In Downtown Calgary, Canadian province Alberta's largest city, Gensler’s tool was used to determine that at least 6M SF of vacant office space should be converted to residential. The city joined with its Real Estate Sector Advisory Committee to oversee the transformation, but it quickly became clear it would need to partner with the private sector on cost.
“Without some type of incentive, these projects wouldn’t get off the ground — they just wouldn’t pencil out for the developers,” said Sheryl McMullen, manager of investment and marketing for Downtown Strategy, a business unit within the city of Calgary. “We also wanted to make sure that they started to happen quicker and that we weren’t waiting until a building became 100% vacant.”
Most of Downtown Calgary’s office leases were tied up in oil and gas, McMullen said. As the sector’s office needs began to change, the vacancy issue grew more severe.
Today, the city’s downtown office vacancy rate is around 32%, and property values have declined by more than $16B, which McMullen said translates to roughly $400M Canadian ($297M) in lost tax revenue for the city.
“There was not a lot of vibrancy at all,” McMullen said of Calgary’s office-heavy downtown. “We’ve always had issues in terms of evening activity, and we had all these office towers that were sitting vacant.”

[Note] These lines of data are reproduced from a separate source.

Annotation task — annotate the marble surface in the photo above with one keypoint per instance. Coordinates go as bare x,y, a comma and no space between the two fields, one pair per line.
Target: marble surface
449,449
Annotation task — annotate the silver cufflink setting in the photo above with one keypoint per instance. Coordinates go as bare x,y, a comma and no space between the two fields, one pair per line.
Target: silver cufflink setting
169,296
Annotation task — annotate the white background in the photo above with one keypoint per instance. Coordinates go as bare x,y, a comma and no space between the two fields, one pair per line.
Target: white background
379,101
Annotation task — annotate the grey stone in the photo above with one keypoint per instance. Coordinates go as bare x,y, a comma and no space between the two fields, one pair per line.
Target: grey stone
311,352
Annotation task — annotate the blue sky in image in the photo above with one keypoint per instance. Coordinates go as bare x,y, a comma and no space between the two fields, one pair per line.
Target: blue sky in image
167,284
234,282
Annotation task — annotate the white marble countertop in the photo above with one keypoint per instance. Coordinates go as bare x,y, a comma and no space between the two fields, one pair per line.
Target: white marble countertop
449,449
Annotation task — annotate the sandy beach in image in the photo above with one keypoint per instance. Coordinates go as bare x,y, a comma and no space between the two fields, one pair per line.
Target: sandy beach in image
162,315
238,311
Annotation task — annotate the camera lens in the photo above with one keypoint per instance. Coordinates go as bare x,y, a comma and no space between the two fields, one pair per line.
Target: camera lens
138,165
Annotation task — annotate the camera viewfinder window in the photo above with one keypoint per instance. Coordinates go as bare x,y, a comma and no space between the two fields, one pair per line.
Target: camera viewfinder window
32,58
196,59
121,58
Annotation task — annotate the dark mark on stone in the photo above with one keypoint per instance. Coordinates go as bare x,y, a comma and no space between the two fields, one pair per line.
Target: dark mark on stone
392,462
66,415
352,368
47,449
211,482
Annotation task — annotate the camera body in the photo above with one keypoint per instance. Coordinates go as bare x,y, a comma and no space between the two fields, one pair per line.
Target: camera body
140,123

Calgary City Council in 2021 approved an initial $100M ($74M) for office-to-resi incentives. The program reimburses developers $75 ($56) per SF of converted space, with the hope of covering 30% of construction costs, though McMullen estimates cost escalation has pushed that share down to about 25%.
The incentive fund has since been replenished with another $62M ($46M), but city officials estimate they will need to allocate a total of $450M ($334M) to help developers remove all 6M SF. McMullen said her team is hoping provincial and federal government partners will help fill the gap.
“We can’t just wait for the private building owners to figure out how this is going to work in terms of their numbers — we want to incent to make sure it actually happens so we can get more residents into downtown,” she said, noting there are 11 projects either underway or starting soon that make up about a third of the vacant space targeted for conversions.
Construction continues at 1111 20th Street NW in Washington, D.C., pictured in December 2022, where Willco is converting a 1960s-era office to residential.
PRP’s Dougherty has completed two office-to-residential projects and is about to start on a third. Despite his experience in the space, he doubts conversions are the answer to reviving aging downtowns.
“Once you peel back the onion and you go through all the issues at these buildings, the juice isn’t worth the squeeze,” he said. “You go through so much to get these things done, and most apartment developers will say, ‘I’d rather build new.’ … It’s hard to make any money with these things.”
Where conversions make sense, incentives are critical, Dougherty said. To make the math work, projects should cost around $125 per SF, but many buildings are still trading for double that amount. This could change as distress spreads, but even if values fall, he said only certain properties will make good candidates.
“The fact remains that most buildings don’t work as conversions,” Dougherty said. “Office buildings weren’t built to be apartments.”